Huntington Bancshares to cut jobs in 6 states

Huntington Bancshares is laying off about 200 employees across six states as part of a restructuring. The Columbus, Ohio-based bank did not say how many people would be affected in Pittsburgh, where it has its regional headquarters. Huntington has 510 employees in Pittsburgh and more than 12,000 overall, spokeswoman Maureen Brown said on Thursday. The layoffs target “a few internal functions to improve the long-term efficiency of the bank,” Brown said. The affected employees will be given transition pay and outplacement services, she said. The cuts are expected to save $30 to $35 million annually and be finished by the end of August, the bank said in a regulatory filing. Two weeks ago, the bank reported second-quarter profit increased by 9 percent, to $165 million, from a year ago.

Kennametal posts profit drop

Kennametal Inc. reported lower net income for the final quarter of its fiscal year, blaming restructuring charges related to its $607 million acquisition of a tungsten materials business in November from Allegheny Technologies Inc. The Unity-based manufacturer of tooling equipment for manufacturing and mining companies said net income was $45.5 million, or 57 cents a share, down $60.8 million, or 76 cents a share, from a year ago. Sales increased 15 percent to $772.2 million from $671.4 million last year, including the tungsten business that Kennametal is restructuring. The tungsten unit contributed $72 million in sales, but acquisition and restructuring charges totaled $14 million before taxes. A part of the unit was sold for $10 million, at a loss of $1 million. CEO Carlos Cardoso said the company will move to reduce costs but gave no details.
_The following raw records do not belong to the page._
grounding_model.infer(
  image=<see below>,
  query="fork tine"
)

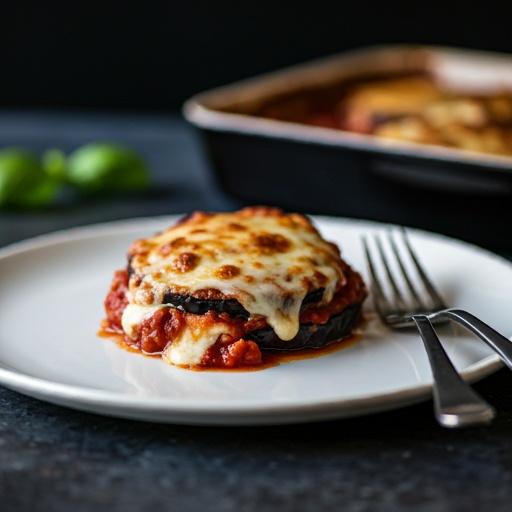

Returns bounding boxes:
[401,226,448,309]
[388,231,425,311]
[361,235,391,317]
[374,235,406,311]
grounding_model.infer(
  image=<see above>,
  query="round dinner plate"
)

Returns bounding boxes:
[0,217,512,425]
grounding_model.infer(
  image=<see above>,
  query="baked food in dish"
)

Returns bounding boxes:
[105,207,366,368]
[257,73,512,156]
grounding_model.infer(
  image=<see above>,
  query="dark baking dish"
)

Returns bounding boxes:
[183,46,512,251]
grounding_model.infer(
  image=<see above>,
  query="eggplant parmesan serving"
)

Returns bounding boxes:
[103,206,367,369]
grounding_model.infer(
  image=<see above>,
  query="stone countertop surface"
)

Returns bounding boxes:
[0,111,512,512]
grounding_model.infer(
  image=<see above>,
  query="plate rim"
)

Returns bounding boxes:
[0,214,506,425]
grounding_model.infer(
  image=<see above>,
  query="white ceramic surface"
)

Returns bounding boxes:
[0,217,512,425]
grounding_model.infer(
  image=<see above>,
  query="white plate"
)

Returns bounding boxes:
[0,217,512,425]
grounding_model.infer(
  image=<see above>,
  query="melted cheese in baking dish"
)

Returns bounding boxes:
[123,207,344,344]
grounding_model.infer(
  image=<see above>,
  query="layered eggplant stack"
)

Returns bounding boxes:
[105,207,367,368]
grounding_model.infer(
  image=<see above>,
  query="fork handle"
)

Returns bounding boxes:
[429,309,512,370]
[412,315,496,428]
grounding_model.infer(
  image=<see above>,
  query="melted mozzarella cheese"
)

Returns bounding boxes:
[123,209,343,342]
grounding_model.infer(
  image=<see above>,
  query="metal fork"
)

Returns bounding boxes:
[362,229,496,428]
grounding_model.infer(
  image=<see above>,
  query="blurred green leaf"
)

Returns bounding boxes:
[0,148,59,209]
[67,142,150,194]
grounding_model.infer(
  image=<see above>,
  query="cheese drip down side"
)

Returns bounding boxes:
[129,208,344,340]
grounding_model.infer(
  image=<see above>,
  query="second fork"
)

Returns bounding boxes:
[362,230,495,428]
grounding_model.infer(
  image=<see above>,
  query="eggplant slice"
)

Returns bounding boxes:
[162,288,325,320]
[162,292,251,320]
[244,303,362,351]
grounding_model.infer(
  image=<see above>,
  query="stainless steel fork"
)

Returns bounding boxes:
[362,229,496,428]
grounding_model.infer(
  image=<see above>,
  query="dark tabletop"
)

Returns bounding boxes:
[0,112,512,512]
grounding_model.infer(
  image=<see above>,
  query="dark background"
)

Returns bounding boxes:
[4,0,512,110]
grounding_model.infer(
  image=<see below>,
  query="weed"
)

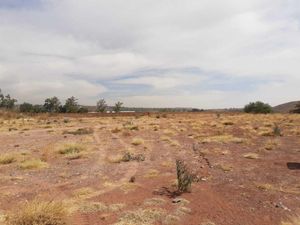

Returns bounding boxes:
[63,128,94,135]
[114,209,165,225]
[0,154,16,165]
[19,159,48,170]
[7,200,67,225]
[131,138,144,146]
[243,152,259,159]
[176,160,193,192]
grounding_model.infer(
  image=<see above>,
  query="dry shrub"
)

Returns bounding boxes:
[19,159,48,170]
[6,200,67,225]
[0,154,16,165]
[281,216,300,225]
[243,152,259,159]
[63,128,94,135]
[176,160,193,192]
[114,209,165,225]
[131,138,144,146]
[58,143,85,158]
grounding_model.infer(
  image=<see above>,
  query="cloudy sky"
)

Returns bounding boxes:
[0,0,300,108]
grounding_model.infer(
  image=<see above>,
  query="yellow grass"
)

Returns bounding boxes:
[131,138,144,146]
[0,153,16,165]
[243,152,259,159]
[114,209,165,225]
[7,200,67,225]
[19,159,48,170]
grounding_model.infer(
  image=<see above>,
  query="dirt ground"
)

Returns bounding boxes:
[0,113,300,225]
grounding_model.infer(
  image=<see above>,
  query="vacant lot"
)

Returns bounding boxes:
[0,113,300,225]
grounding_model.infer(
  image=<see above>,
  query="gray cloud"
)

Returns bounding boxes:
[0,0,300,107]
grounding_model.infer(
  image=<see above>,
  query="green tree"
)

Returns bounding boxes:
[64,96,79,113]
[96,98,107,113]
[113,102,123,113]
[292,102,300,113]
[19,102,33,113]
[44,96,61,113]
[32,105,46,113]
[77,107,89,113]
[244,101,272,114]
[0,89,17,109]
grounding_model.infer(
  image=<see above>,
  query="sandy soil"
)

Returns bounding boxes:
[0,113,300,225]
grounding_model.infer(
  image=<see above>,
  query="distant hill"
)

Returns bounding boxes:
[273,101,300,113]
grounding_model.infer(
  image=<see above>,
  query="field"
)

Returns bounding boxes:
[0,113,300,225]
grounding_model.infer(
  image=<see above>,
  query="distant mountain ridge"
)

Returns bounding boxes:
[273,101,300,113]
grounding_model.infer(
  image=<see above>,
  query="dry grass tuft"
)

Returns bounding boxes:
[144,198,166,206]
[7,200,67,225]
[281,216,300,225]
[63,128,94,135]
[0,154,16,165]
[114,209,165,225]
[58,144,85,160]
[19,159,48,170]
[131,138,144,146]
[243,152,259,159]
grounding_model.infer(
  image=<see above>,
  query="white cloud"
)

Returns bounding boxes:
[0,0,300,107]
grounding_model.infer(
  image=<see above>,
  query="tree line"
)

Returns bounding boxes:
[0,89,300,114]
[0,89,123,113]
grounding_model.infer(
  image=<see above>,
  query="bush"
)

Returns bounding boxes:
[0,89,17,109]
[244,101,272,114]
[176,160,193,192]
[96,99,107,113]
[44,96,60,113]
[64,96,79,113]
[291,102,300,113]
[7,200,67,225]
[113,102,123,113]
[78,107,89,113]
[19,102,33,113]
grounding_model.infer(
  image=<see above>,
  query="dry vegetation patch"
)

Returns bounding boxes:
[114,208,166,225]
[0,153,16,165]
[6,200,67,225]
[19,159,48,170]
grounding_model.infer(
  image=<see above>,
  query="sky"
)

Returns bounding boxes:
[0,0,300,108]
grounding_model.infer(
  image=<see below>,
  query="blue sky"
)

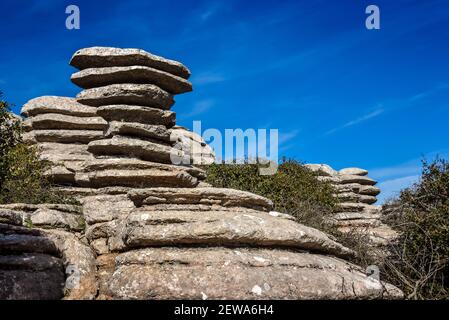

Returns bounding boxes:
[0,0,449,202]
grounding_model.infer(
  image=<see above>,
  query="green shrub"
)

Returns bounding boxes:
[384,159,449,299]
[205,160,336,227]
[0,92,22,188]
[0,94,77,204]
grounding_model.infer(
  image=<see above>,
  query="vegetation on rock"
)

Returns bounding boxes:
[204,159,337,229]
[0,94,76,204]
[384,158,449,299]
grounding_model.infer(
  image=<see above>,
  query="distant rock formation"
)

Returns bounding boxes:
[306,164,397,246]
[0,47,402,299]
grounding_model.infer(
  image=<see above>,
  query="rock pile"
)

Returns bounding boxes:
[306,164,396,245]
[0,47,402,299]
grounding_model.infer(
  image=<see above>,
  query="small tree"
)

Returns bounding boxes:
[0,92,22,189]
[384,159,449,299]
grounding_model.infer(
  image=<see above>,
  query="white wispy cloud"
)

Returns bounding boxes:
[278,129,300,145]
[377,175,420,204]
[325,109,384,135]
[192,72,226,85]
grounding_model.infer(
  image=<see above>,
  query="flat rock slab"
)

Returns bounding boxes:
[338,168,368,176]
[0,253,65,300]
[338,174,377,186]
[337,202,381,213]
[106,248,402,300]
[120,207,353,257]
[21,96,96,117]
[105,121,170,143]
[128,188,273,211]
[22,130,103,144]
[25,113,108,130]
[82,158,206,179]
[82,194,135,225]
[97,104,176,127]
[337,192,377,204]
[88,168,198,188]
[304,163,338,177]
[334,183,380,196]
[88,136,182,163]
[70,47,190,79]
[71,66,192,94]
[76,83,175,110]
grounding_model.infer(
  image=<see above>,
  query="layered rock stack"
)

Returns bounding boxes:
[0,47,401,299]
[306,164,396,245]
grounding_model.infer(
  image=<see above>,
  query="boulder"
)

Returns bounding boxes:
[105,121,170,143]
[0,253,65,300]
[25,113,107,130]
[22,130,103,144]
[128,188,273,211]
[338,168,368,176]
[70,47,190,79]
[71,66,192,94]
[337,192,377,204]
[21,96,96,117]
[76,83,175,110]
[338,174,377,186]
[82,194,135,225]
[359,186,380,197]
[97,105,176,127]
[117,207,353,257]
[104,248,402,300]
[304,164,337,177]
[88,168,198,188]
[88,136,182,163]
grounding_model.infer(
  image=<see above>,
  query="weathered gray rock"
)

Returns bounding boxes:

Debit overdraft fees often exceed cost of purchase

The fees that banks charge debit-card users who overdraw their accounts usually cost more than the items being bought. That's the result of a study that the Consumer Financial Protection Bureau released on Thursday. Large banks have generally charged a $34 penalty when people overdraw their debit-card accounts, even though most of the purchases involved were for less than $24. And the penalties are charged even though most accounts return to a positive balance within three days, the study found. Banks profit by collecting more than half their checking account income from these fees. The study builds on a 2013 report that found that heavy overdrafters, on average, face $900 in additional costs each year.

Apple slicing jobs at Beats

About 200 positions at Beats could be eliminated as the headphone maker and streaming music service folds into Apple Inc., according to a Bloomberg report. Apple agreed to purchase Beats Electronics and Beats Music for $3 billion in May, and the largest acquisition by price in Apple history is expected to be finalized soon. All Beats employees are transitioning to Apple. But about 200 of the company's 700 workers are receiving guaranteed terms of only three months to a year. They'll have to compete for other internal openings beyond that, according to the report.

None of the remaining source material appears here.